Expert Testimony Excluded as Legal Opinion
Expert witnesses may not provide conclusions equivalent to legal opinions, a Florida federal judge has ruled in partially excluding the testimony of a Trademark expert witness.
In Royal Palm Properties, LLC, v. Pink Palm Properties, LLC, (No. 9:17-cv-80476-RLR, Doc. 160, S.D. Fla., 2018 U.S. Dist.), both plaintiff and defendant are real estate brokerage companies in the same area of Florida. After Royal Palm learned that Pink Palm had used the term “Royal Palm Properties” on its website, Royal Palm demanded that the trademark be removed, which Pink Palm complied with. Nonetheless, Royal Palm filed suit against Pink Palm, asserting trademark misuse and seeking damages. Pink Palm counterclaimed trademark cancellation.

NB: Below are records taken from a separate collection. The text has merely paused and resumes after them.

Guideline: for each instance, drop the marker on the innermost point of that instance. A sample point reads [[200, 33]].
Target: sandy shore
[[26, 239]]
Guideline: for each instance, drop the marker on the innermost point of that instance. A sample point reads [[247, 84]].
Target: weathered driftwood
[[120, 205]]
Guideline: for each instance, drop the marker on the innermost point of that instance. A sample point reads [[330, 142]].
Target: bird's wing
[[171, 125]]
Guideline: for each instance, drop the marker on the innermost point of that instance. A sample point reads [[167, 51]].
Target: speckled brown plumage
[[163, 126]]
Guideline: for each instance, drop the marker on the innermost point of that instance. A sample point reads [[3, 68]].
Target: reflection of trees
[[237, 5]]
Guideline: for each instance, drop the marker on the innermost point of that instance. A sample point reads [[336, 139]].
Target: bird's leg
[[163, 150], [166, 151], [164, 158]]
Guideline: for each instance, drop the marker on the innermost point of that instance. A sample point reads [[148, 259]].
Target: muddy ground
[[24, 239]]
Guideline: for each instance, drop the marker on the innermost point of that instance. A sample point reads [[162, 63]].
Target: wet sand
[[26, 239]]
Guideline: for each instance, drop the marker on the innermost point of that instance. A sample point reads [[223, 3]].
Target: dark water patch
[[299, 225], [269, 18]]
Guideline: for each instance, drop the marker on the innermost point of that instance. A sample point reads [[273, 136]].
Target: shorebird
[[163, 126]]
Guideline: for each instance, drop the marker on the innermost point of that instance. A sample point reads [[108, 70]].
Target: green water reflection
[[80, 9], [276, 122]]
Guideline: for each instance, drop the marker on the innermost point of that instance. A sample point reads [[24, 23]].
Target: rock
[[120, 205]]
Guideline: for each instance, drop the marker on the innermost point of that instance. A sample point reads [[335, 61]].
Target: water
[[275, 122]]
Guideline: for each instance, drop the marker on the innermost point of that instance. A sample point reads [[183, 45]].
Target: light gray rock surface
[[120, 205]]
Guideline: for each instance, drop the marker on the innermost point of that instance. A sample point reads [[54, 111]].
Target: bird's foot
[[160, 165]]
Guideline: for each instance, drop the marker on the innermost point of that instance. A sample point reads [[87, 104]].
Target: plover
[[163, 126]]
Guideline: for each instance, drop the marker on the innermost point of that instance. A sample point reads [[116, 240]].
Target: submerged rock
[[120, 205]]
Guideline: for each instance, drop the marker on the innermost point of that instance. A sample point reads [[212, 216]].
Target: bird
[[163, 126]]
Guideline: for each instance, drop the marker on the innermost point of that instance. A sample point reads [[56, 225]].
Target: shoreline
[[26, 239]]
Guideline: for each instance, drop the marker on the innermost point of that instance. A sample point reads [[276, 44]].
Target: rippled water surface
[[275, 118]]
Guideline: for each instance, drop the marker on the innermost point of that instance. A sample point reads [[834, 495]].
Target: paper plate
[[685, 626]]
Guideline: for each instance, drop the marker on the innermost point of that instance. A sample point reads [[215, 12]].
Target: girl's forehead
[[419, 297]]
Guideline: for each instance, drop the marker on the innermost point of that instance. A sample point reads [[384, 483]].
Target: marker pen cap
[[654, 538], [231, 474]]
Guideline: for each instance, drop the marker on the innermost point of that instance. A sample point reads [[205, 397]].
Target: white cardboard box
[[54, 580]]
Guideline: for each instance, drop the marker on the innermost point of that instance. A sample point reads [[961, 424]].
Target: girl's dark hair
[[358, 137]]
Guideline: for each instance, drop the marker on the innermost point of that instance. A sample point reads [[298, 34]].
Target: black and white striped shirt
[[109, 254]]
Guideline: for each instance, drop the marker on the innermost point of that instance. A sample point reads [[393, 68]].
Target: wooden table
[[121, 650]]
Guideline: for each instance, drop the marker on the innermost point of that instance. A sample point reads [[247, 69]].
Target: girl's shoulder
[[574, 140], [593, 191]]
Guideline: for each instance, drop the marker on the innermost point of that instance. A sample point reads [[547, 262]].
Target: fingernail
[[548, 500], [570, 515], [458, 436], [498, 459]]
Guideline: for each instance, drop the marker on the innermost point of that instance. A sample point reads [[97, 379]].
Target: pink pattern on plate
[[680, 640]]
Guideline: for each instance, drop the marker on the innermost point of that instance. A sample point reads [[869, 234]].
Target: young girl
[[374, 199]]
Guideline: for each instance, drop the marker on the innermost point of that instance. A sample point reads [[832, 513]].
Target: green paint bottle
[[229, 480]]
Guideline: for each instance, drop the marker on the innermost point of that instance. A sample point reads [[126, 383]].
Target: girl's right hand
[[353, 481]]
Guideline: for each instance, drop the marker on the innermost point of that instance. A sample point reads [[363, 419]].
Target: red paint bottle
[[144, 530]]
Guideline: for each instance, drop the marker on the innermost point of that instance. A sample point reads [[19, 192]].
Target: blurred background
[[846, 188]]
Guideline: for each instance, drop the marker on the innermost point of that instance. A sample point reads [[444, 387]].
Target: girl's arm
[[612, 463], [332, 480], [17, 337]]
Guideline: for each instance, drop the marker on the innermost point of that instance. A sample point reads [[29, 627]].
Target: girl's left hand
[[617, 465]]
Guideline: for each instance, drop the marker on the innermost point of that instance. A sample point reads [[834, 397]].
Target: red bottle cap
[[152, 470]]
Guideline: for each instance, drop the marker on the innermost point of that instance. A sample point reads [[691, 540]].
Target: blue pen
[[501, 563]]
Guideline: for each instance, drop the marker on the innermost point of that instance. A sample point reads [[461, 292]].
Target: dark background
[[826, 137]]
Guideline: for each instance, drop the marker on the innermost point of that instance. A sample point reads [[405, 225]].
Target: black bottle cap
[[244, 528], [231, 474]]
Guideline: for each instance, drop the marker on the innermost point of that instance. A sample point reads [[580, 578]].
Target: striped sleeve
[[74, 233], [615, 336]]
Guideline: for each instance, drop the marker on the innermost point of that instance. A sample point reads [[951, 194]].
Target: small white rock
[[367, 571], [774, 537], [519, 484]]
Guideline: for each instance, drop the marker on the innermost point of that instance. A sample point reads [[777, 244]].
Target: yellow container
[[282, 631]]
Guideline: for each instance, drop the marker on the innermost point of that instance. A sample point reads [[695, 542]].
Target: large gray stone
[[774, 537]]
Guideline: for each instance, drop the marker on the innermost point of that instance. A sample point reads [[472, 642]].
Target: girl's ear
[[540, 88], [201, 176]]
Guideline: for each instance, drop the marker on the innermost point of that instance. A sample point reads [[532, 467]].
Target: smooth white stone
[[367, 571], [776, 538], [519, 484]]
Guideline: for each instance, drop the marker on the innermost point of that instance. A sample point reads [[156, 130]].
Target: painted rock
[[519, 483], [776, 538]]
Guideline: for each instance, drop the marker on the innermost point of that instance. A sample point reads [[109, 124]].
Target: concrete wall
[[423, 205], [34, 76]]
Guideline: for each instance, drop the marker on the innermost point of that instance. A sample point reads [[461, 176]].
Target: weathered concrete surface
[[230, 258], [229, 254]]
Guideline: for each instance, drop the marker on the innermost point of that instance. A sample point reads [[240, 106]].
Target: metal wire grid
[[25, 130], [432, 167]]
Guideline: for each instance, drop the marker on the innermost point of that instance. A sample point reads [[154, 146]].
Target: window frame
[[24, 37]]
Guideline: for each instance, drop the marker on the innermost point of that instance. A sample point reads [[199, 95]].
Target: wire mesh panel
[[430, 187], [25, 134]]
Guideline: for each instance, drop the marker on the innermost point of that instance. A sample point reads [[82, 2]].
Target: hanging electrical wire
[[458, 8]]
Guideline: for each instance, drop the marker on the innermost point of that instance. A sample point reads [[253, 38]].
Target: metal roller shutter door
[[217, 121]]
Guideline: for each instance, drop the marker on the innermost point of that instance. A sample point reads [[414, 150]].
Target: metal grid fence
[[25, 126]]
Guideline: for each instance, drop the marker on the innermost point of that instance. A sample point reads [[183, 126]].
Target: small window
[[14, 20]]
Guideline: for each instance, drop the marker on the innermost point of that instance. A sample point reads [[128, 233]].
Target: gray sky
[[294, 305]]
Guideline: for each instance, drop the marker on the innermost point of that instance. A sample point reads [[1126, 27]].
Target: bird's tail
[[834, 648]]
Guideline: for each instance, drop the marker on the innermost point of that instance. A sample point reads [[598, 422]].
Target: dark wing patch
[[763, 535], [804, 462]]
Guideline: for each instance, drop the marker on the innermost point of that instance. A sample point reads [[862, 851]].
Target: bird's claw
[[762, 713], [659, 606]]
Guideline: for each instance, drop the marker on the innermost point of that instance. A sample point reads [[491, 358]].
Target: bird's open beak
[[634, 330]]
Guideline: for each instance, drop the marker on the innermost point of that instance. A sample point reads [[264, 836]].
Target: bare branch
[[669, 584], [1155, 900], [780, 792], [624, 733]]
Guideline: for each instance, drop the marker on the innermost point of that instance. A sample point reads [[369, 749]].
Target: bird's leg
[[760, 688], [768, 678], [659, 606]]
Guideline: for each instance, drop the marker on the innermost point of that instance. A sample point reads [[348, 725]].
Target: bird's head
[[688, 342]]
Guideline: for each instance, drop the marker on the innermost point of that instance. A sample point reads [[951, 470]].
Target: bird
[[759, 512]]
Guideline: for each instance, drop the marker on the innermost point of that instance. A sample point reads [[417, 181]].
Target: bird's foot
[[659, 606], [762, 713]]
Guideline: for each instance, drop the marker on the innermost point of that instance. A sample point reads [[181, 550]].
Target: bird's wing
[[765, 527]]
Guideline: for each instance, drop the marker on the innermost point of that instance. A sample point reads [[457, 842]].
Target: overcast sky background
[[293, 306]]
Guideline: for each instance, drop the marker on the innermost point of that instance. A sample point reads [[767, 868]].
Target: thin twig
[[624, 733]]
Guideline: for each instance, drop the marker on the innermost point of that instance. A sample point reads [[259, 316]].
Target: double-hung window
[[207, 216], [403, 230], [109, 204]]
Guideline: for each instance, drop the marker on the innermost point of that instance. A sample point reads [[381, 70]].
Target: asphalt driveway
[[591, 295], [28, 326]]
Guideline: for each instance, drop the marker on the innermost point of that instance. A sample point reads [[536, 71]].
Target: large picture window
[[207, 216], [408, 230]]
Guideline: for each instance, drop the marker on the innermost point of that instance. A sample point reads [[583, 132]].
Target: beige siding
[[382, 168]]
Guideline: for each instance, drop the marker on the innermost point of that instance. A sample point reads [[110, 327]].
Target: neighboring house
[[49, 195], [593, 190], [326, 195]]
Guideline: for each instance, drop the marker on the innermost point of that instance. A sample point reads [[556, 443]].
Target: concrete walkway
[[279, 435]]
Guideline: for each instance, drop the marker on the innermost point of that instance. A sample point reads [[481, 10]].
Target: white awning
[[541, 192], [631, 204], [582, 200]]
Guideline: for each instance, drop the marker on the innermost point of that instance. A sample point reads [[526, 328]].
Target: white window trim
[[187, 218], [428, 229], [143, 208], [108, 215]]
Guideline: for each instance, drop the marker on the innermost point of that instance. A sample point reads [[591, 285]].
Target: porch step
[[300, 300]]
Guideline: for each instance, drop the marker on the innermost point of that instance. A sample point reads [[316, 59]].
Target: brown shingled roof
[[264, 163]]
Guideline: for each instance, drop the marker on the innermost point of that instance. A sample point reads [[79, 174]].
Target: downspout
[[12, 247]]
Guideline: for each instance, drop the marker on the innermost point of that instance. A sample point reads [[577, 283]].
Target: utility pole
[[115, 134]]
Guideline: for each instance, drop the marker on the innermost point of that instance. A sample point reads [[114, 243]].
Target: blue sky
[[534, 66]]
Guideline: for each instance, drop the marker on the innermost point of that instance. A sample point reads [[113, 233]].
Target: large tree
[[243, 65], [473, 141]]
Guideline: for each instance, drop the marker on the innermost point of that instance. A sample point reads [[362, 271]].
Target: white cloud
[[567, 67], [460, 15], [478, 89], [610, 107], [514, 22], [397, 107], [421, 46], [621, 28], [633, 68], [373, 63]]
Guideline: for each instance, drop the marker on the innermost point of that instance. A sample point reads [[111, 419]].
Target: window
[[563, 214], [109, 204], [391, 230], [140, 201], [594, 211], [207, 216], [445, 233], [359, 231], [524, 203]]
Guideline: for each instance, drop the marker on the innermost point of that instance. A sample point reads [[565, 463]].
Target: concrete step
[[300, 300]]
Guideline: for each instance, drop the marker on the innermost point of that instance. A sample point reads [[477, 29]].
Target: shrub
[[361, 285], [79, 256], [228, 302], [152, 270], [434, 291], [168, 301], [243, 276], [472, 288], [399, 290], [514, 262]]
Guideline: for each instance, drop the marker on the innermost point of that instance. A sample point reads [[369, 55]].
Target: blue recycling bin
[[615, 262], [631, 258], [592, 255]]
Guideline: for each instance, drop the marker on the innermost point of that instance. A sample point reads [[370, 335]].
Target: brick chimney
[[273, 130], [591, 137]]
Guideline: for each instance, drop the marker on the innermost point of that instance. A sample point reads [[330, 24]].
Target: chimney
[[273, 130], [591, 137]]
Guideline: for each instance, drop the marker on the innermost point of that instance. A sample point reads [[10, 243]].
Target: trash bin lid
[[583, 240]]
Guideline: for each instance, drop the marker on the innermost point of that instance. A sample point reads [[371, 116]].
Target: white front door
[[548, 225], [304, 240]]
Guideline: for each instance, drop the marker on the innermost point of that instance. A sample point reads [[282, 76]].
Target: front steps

Royal Palm tried to have the counterclaim dismissed, but U.S. Judge Robin L. Rosenberg found that a portion of Pink Palm's counterclaim was adequately supported. Justice Rosenberg did bar Pink Palm from asserting that “Royal Palm Properties” was confusingly similar to the “Royale Palms” marks.
Pink Palm also claimed that “Royal Palm Properties” mark was invalid as merely descriptive, as a geographic term.
Royal Palm's expert witness opined that the trademark was instead suggestive and therefore “inherently distinctive,” citing Knights Armament Co. v. Optical Systems Technology, Inc., 654 F.3d 1179, 1188 (11th Cir. 2011).
Justice Rosenberg rejected Pink Palm's claim the mark was merely descriptive, citing case law that “even a descriptive trademark is still entitled to protection.” (Aronowitz v. Health-Chem Corp., 513 F.3d 1229, 1239 (11th Cir. 2008)). Given Royal Palm's opinion evidence of a suggestive trademark, the judge rejected Pink Palm's arguments that the trademark is “unprotectable.”
Being unable to invalidate the mark by category, Pink Palm presented its trademark expert witness, Mark Stein, an attorney, who opined that Royal Palm had misled the Patent Office in its trademark application, failing to disclose that “Royal Palm“ identifies a geographic location, and as a result was improperly granted a trademark.
Royal Palm moved to strike or disqualify Stein as an expert witness, arguing that he was “akin to a co-counsel” arguing legal theories to the jury.
Justice Rosenberg found that cancellation of the trademark was a decision for the jury, but agreed in part with Royal Palm that Stein's testimony was problematic. If Stein explained to the jury why the Trademark Office should have rejected the trademark application, “he would be testifying to the legal conclusion that the jury must make.” Expert witnesses may not testify to the legal implications of conduct, the judge found, citing Montgomery v. Aetna Cas. & Sur. Co., 898 F.2d 1537, 1541 (11th Cir. 1990).
As well, Justice Rosenberg found that if Stein were allowed to testify as to the various grounds upon which an application could be denied, he would be instructing the jury, which is the court's role. And, Stein could no longer opine about whether the Trademark Office was “misled” as the court had previously dismissed Pink Palm's counterclaims premised on fraud and deceit.
In its defense, although Pink Palm could not find “a single case in which an expert testified on trademark applications or the propriety of the Trademark Office's granting of a trademark,” it cited two patent cases to support its view that Stein's testimony would be appropriate.
Justice Rosenberg found the cited cases unsupportive, except that General Battery Corp. v. Gould, Inc., 545 F. Supp. 731, 758 n.30 (D. Del. 1982), did admit expert witness opinions on general procedure.
Justice Rosenberg excluded Stein's testimony on whether or not Royal Palm's trademark application should have been denied, and excluded any testimony regarding deception or fraud. The judge did allow Stein to testify about Trademark Office procedures generally, the lack of certain information in the application, and potentially any testimony Stein might offer to rebut Royal Palm's expert witness.